MS4W (MapServer for Windows) >= version 2.2.2 contains MapServer compiled with FastCGI support. MS4W version >= 2.2.8 also contains the required Apache module (mod_fcgid), and users must follow the README instructions to setup FastCGI with their application.
I used libfcgi-2.4.0 for use with Apache2 from http://www.fastcgi.com.
It is critical that stdio be in binary mode when PNG and other binary images are written to it. To accomplish this for stdio handled through the FastCGI library, I had to do the following hack to libfcgi/fcgi_stdio.c within the fcgi-2.4.0 distribution.
In FCGI_Accept() made he following change
if(isCGI) {
FCGI_stdin->stdio_stream = stdin;
FCGI_stdin->fcgx_stream = NULL;
FCGI_stdout->stdio_stream = stdout;
FCGI_stdout->fcgx_stream = NULL;
FCGI_stderr->stdio_stream = stderr;
FCGI_stderr->fcgx_stream = NULL;
/* FrankWarmerdam: added so that returning PNG and other binary data
will still work */
#ifdef _WIN32
_setmode( _fileno(stdout), _O_BINARY);
_setmode( _fileno(stdin), _O_BINARY);
#endif
} else {
Also, add the following just before the FCGI_Accept() function
#ifdef _WIN32
#include <fcntl.h>
#include <io.h>
#endif
I’m sure there is a better way of accomplishing this. If you know how, please let me know!
The makefile.nt should be fine. Just ensure you have run VCVARS32.BAT (as is needed for building MapServer) and then issue the command:
nmake /f makefile.nt
Then the .lib and .dll will be in libfcgi/Debug?. Make sure you copy the DLL somewhere appropriate (such as your cgi-bin directory).
1) FastCGI’s receive a very limited environment on win32, seemingly even more restricted than normal cgi’s started by apache.
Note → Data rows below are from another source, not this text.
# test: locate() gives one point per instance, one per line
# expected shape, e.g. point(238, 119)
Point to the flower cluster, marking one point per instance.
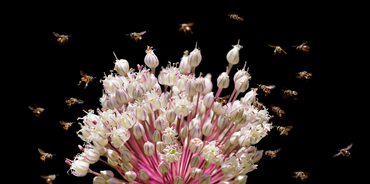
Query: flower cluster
point(182, 136)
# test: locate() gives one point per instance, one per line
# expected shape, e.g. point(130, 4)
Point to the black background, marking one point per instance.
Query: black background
point(321, 123)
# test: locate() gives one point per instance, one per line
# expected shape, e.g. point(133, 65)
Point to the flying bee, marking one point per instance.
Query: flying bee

Make sure that all DLLs required are either in the fastcgi directory or in windowssystem32. Any missing DLLs will result in very cryptic errors in the error_log, including stuff about Overlapping read requests failing or something like that.
2) Make sure you use a libfcgi.dll built against the same runtime library as your mapserv.exe (and possibly libmap_fcgi.dll) or you will suffer a world of pain! Different runtime libraries have different “environ” variables (as well as their own stdio and heaps). You can check that everything is using MSVCRT.DLL (or all using MSVCRTD.DLL) using the MS SDK Dependency Walker.